A negativa de cobertura por “uso indevido do veículo” é uma das justificativas mais comuns utilizadas por seguradoras para recusar o pagamento de indenizações. Mas até que ponto esse tipo de recusa é legal? E o que o segurado pode fazer quando se depara com essa situação? Neste artigo, vamos esclarecer o que é considerado “uso indevido”, quando a negativa é legítima e como agir para contestá-la, caso ela seja injusta.
O que significa “uso indevido do veículo”?
O “uso indevido” ocorre quando o veículo é utilizado de forma diferente daquela informada na proposta do seguro ou em desacordo com as condições previstas na apólice. Essa utilização incorreta pode ser entendida como um agravamento do risco — ou seja, o aumento das chances de ocorrer um sinistro.
Alguns exemplos típicos de uso indevido são:
- Utilizar um carro declarado como de uso particular para transporte de passageiros (como Uber, táxis ou aplicativos de entrega), sem informar previamente à seguradora;
- Participar de rachas ou corridas automobilísticas;
- Permitir que o veículo seja conduzido por alguém não habilitado ou com CNH vencida;
- Modificar o veículo (ex: rebaixar suspensão, turbinar motor, mudar categoria) sem comunicar a seguradora;
- Usar o veículo fora do território de cobertura (ex: outro país ou local não coberto pela apólice).
Quando a seguradora pode negar a cobertura por uso indevido?
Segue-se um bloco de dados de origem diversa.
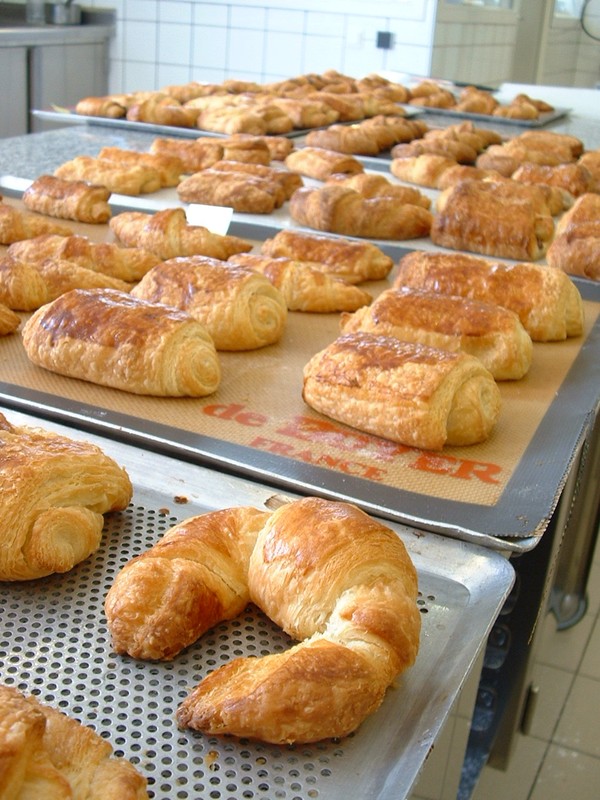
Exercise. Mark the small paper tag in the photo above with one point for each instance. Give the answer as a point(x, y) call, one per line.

A recusa do pagamento da indenização só é válida se a seguradora demonstrar que houve, de fato, descumprimento contratual por parte do segurado. Mais do que isso: é necessário que a conduta do segurado tenha contribuído diretamente para o sinistro.
Ou seja, não basta apenas apontar que o veículo foi utilizado de forma diferente. A seguradora precisa comprovar que o uso indevido foi a causa — ou ao menos agravou — o evento que resultou no pedido de indenização.
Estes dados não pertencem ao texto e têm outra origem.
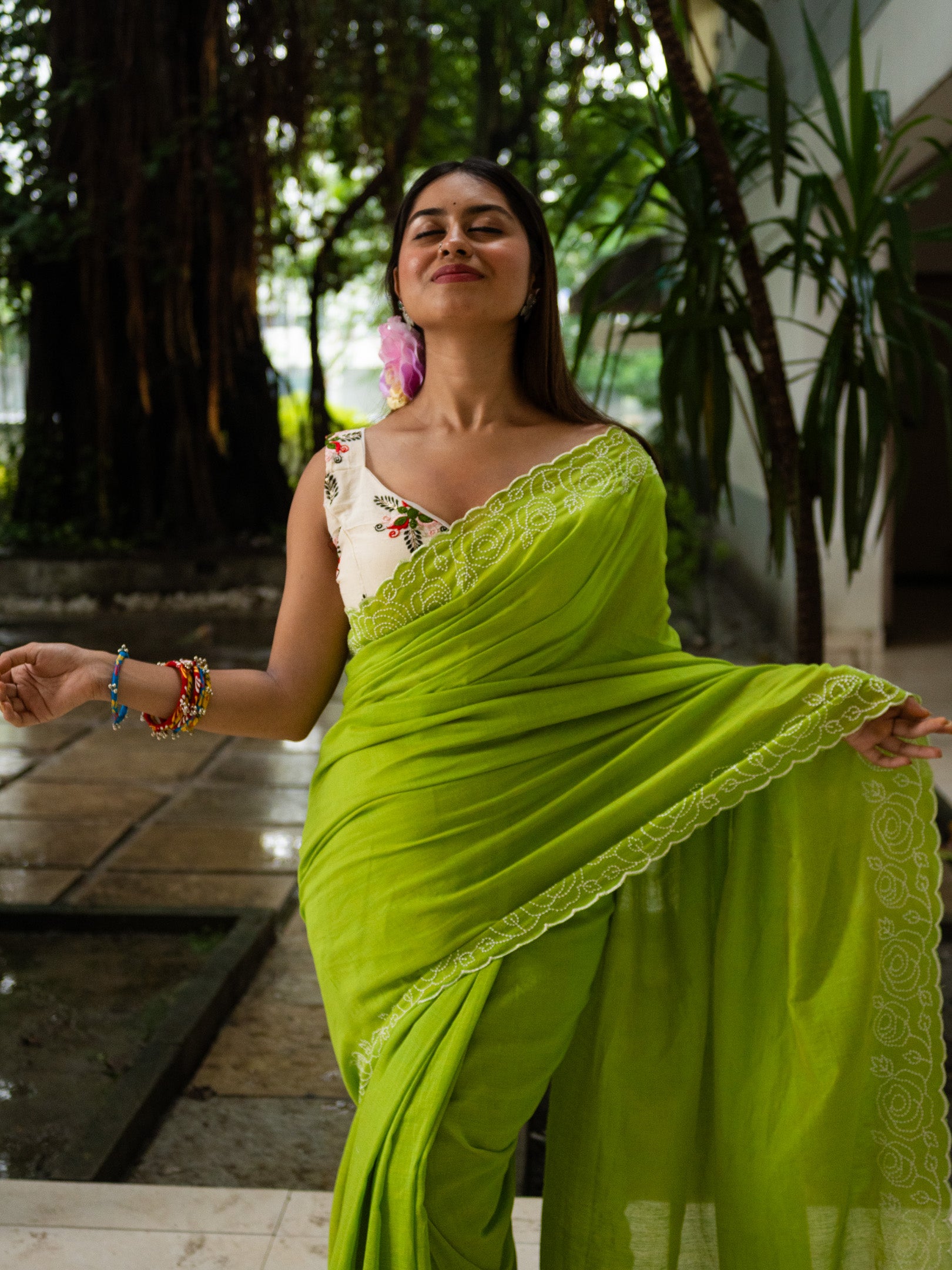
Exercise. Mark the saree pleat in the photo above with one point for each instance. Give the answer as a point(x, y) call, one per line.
point(757, 1077)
O Superior Tribunal de Justiça (STJ) já firmou entendimento no sentido de que cláusulas restritivas de direito devem ser interpretadas de forma restrita. Em outras palavras, em caso de dúvida sobre o alcance da cláusula, prevalece a interpretação mais favorável ao consumidor (Súmula 469 do STJ).
Casos reais: o que diz a jurisprudência
Há decisões judiciais reconhecendo como abusiva a negativa de indenização quando o uso considerado “indevido” não teve relação com o sinistro. Exemplo: um motorista envolvido em um acidente enquanto conduzia o veículo para uso pessoal, mas que estava em nome de uma empresa — nesse caso, se não houver prova de que o uso comercial contribuiu para o sinistro, a recusa é considerada indevida.
Em 2021, o Tribunal de Justiça do Distrito Federal (TJDFT) condenou uma seguradora a pagar a indenização por danos após ela ter negado cobertura com base em uso indevido. A seguradora não conseguiu comprovar que o uso divergente havia contribuído para o acidente, o que levou o Judiciário a entender que a negativa foi abusiva (Processo nº 0708374-81.2020.8.07.0001).
O que fazer diante de uma negativa por “uso indevido”?
- Leia a apólice com atenção
Verifique se há cláusula clara e específica sobre o tipo de uso declarado do veículo e se realmente houve descumprimento por parte do segurado. - Peça a negativa por escrito
Solicite à seguradora que apresente formalmente os motivos da recusa, indicando qual cláusula foi descumprida. - Reúna provas
Junte documentos, testemunhos e registros que demonstrem que o uso do veículo estava dentro do que foi contratado, ou que, mesmo se houve divergência, isso não contribuiu para o sinistro. - Tente resolver extrajudicialmente
Você pode registrar reclamação na SUSEP ou no Procon, exigindo a revisão da negativa. - Procure um advogado especialista em seguros
Caso não consiga resolver administrativamente, é possível ingressar com uma ação judicial para exigir o cumprimento do contrato e, se for o caso, pedir indenização por danos morais.
Conclusão
A alegação de “uso indevido do veículo” nem sempre é suficiente para justificar a negativa da indenização. O segurado tem direitos garantidos pelo Código de Defesa do Consumidor e pelo Código Civil, e pode — e deve — contestar decisões abusivas das seguradoras. Diante de uma negativa, a melhor estratégia é buscar orientação jurídica, reunir provas e, se necessário, recorrer ao Judiciário para fazer valer o contrato.